Chaplains agree to walk a mile of towpath each week.  They engage with over 5,000 people every year. Some conversations will be pastorally consequential,  others not, but chaplains are trained to read between the lines of what presents, as well as sign posting the way to local resources – food banks, benefits and Citizen’s Advice, for example.

Another focus is on advocacy, and chaplains can sometimes be intermediaries, maybe between a distressed boater and one of the waterways licensing bodies or other local service. Chaplains always have in the back of their minds the words of Micah 6.8 as they seek to ‘act justly, love mercy and walk humbly with God’. They encourage – but most of all, pray, and the prayer network between Chaplains is a significant part of the ministry.’


Says Mark: ‘The brief is to be ‘proactive’ practically, and ‘reactive’ spiritually, thus those at the receiving end may know they are talking to a Christian but will not feel awkward in any way. However, as faith issues arise, for example with bereavement or break ups, they are ready to give an answer, a New Testament, prayer – whatever support is needed.’

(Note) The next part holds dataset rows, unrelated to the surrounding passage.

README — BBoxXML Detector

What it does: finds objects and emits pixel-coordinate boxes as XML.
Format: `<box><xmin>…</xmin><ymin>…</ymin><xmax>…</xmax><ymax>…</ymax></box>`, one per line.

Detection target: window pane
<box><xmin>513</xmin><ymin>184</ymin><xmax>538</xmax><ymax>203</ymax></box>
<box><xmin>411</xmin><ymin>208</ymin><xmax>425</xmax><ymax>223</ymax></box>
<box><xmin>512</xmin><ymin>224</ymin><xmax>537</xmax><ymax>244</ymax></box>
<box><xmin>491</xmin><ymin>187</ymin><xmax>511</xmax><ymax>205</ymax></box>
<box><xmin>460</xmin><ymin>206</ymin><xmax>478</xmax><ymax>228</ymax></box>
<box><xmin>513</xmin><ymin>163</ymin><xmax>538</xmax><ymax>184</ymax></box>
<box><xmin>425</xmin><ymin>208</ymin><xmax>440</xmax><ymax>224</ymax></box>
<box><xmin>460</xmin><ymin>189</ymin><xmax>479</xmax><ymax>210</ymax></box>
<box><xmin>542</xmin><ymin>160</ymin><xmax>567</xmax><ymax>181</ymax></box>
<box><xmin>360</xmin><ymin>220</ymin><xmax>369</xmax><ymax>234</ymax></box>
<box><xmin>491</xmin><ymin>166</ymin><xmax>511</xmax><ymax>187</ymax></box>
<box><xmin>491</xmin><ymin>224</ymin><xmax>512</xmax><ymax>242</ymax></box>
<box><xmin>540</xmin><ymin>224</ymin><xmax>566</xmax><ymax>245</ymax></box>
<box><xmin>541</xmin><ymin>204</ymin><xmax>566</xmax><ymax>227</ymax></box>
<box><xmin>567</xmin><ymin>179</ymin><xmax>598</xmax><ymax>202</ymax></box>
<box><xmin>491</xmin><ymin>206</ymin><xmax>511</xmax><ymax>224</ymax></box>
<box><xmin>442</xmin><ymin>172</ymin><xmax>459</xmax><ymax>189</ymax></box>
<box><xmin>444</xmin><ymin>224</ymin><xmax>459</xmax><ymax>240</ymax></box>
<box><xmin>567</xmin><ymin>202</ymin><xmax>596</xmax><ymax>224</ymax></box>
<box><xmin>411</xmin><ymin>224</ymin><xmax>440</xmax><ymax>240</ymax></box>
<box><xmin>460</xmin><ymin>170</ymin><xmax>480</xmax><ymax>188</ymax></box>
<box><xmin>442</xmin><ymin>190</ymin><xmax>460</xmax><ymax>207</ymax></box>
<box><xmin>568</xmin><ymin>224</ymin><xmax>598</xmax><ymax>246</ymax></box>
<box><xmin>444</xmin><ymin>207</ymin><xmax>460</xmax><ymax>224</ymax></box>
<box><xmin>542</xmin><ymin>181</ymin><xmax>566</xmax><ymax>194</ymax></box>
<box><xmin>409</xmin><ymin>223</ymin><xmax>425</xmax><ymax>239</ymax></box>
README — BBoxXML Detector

‘Some Chaplains are ‘liveaboard’ boaters themselves and can be a mobile presence around the system, while others operate near their homes. There are stretches of waterways, particularly in urban areas, which see much more activity for chaplains than, say, rural canals like Basingstoke but there is an urgent need for more to come forward to wear the distinctive Chaplain’s gilet and to be a regular Christian presence in an environment full of surprises.’